Note that the signal of this sensor is only available during the terminal phase of the flight. However, it is during final stages of flight when errors of 3 m in positioning target and vehicle induces enormous errors. In this way, an accurate terminal guidance sensor, for example, a semiactive laser kit, is suggested for these last flight stages. This semiactive laser sensor, in combination with GNSS and accelerometers, will provide an accurate determination of the line of sight, especially in the terminal phase. For that purpose, the signals of these sensors’ must be hybridized.

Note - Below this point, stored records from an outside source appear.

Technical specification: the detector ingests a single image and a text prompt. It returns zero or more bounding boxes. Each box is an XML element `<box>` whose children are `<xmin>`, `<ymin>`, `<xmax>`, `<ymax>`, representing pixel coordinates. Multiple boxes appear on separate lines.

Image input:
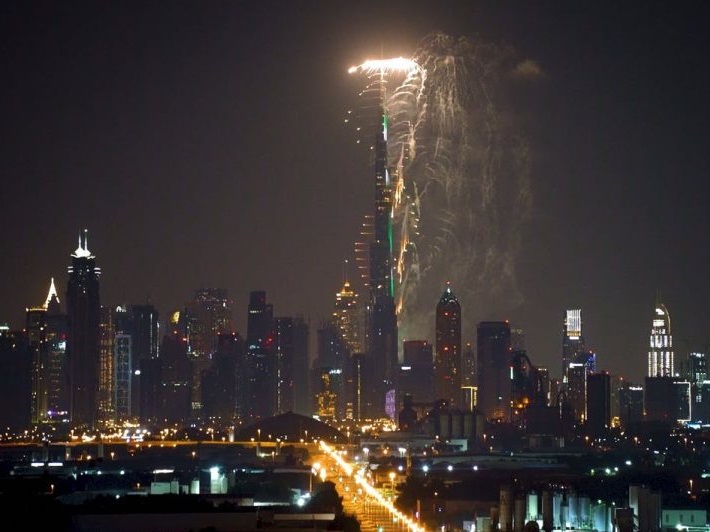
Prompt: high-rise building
<box><xmin>186</xmin><ymin>288</ymin><xmax>232</xmax><ymax>418</ymax></box>
<box><xmin>202</xmin><ymin>333</ymin><xmax>244</xmax><ymax>426</ymax></box>
<box><xmin>619</xmin><ymin>381</ymin><xmax>644</xmax><ymax>428</ymax></box>
<box><xmin>160</xmin><ymin>318</ymin><xmax>193</xmax><ymax>424</ymax></box>
<box><xmin>66</xmin><ymin>230</ymin><xmax>101</xmax><ymax>429</ymax></box>
<box><xmin>476</xmin><ymin>321</ymin><xmax>511</xmax><ymax>421</ymax></box>
<box><xmin>97</xmin><ymin>306</ymin><xmax>116</xmax><ymax>425</ymax></box>
<box><xmin>562</xmin><ymin>309</ymin><xmax>584</xmax><ymax>383</ymax></box>
<box><xmin>248</xmin><ymin>290</ymin><xmax>276</xmax><ymax>422</ymax></box>
<box><xmin>367</xmin><ymin>109</ymin><xmax>398</xmax><ymax>416</ymax></box>
<box><xmin>333</xmin><ymin>272</ymin><xmax>362</xmax><ymax>354</ymax></box>
<box><xmin>0</xmin><ymin>323</ymin><xmax>32</xmax><ymax>432</ymax></box>
<box><xmin>587</xmin><ymin>371</ymin><xmax>611</xmax><ymax>436</ymax></box>
<box><xmin>404</xmin><ymin>340</ymin><xmax>438</xmax><ymax>408</ymax></box>
<box><xmin>25</xmin><ymin>278</ymin><xmax>66</xmax><ymax>424</ymax></box>
<box><xmin>312</xmin><ymin>320</ymin><xmax>350</xmax><ymax>419</ymax></box>
<box><xmin>116</xmin><ymin>303</ymin><xmax>160</xmax><ymax>421</ymax></box>
<box><xmin>683</xmin><ymin>351</ymin><xmax>710</xmax><ymax>421</ymax></box>
<box><xmin>434</xmin><ymin>286</ymin><xmax>461</xmax><ymax>406</ymax></box>
<box><xmin>274</xmin><ymin>317</ymin><xmax>295</xmax><ymax>414</ymax></box>
<box><xmin>292</xmin><ymin>317</ymin><xmax>313</xmax><ymax>416</ymax></box>
<box><xmin>113</xmin><ymin>333</ymin><xmax>135</xmax><ymax>422</ymax></box>
<box><xmin>646</xmin><ymin>297</ymin><xmax>675</xmax><ymax>377</ymax></box>
<box><xmin>45</xmin><ymin>279</ymin><xmax>70</xmax><ymax>423</ymax></box>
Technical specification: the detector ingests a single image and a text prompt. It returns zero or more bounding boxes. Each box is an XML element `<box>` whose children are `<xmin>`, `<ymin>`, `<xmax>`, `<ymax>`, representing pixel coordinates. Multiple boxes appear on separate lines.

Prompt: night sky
<box><xmin>0</xmin><ymin>0</ymin><xmax>710</xmax><ymax>382</ymax></box>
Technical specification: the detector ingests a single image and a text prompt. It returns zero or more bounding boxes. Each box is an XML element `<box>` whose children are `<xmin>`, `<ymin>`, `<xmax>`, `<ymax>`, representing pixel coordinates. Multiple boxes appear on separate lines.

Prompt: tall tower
<box><xmin>562</xmin><ymin>309</ymin><xmax>584</xmax><ymax>382</ymax></box>
<box><xmin>647</xmin><ymin>296</ymin><xmax>675</xmax><ymax>377</ymax></box>
<box><xmin>476</xmin><ymin>321</ymin><xmax>512</xmax><ymax>421</ymax></box>
<box><xmin>434</xmin><ymin>285</ymin><xmax>461</xmax><ymax>406</ymax></box>
<box><xmin>333</xmin><ymin>260</ymin><xmax>361</xmax><ymax>354</ymax></box>
<box><xmin>368</xmin><ymin>107</ymin><xmax>398</xmax><ymax>415</ymax></box>
<box><xmin>67</xmin><ymin>229</ymin><xmax>101</xmax><ymax>429</ymax></box>
<box><xmin>26</xmin><ymin>278</ymin><xmax>69</xmax><ymax>423</ymax></box>
<box><xmin>248</xmin><ymin>291</ymin><xmax>276</xmax><ymax>422</ymax></box>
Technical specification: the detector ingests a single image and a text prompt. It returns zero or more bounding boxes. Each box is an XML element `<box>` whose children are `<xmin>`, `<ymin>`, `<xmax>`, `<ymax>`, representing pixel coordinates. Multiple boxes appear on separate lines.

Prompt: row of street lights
<box><xmin>320</xmin><ymin>441</ymin><xmax>426</xmax><ymax>532</ymax></box>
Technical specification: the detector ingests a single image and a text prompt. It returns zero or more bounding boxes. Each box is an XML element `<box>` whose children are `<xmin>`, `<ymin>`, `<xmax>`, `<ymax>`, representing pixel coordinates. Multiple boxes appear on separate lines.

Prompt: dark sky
<box><xmin>0</xmin><ymin>0</ymin><xmax>710</xmax><ymax>381</ymax></box>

Next, GNC algorithms are presented. At their kernel, neural networks are implemented to determine gravity vector in two reference frames in order to determine vehicle attitude. In addition, hybridization algorithms are applied to sensors’ signals to improve precision.

3. Guidance, Navigation and Control (GNC) Algorithm Definition

This section details the proposed navigation, guidance and control algorithms. A scheme of the overall process is depicted in Figure 2. The navigation function determines the position and attitude of the vehicle by means of the information sensed by the sensors. The position is determined through the integration of the signals provided by the accelorometers and the hybridization of the signal from a GNSS device. The determination of attitude is the core of the research in this paper. From the information provided by the accelerometers and the GNSS, the neural network determines the gravity vector in two different axes systems. Then Euler angles are devised from a triad algorithm. The guidance function compares the information from the navigation function with a reference and computes a desired action to the control function. The control function processes this desired action and transforms it into a command to the actuators of the plant (i.e., the vehicle), which execute the action. The action taken is again measured by the sensors, which closes the loop.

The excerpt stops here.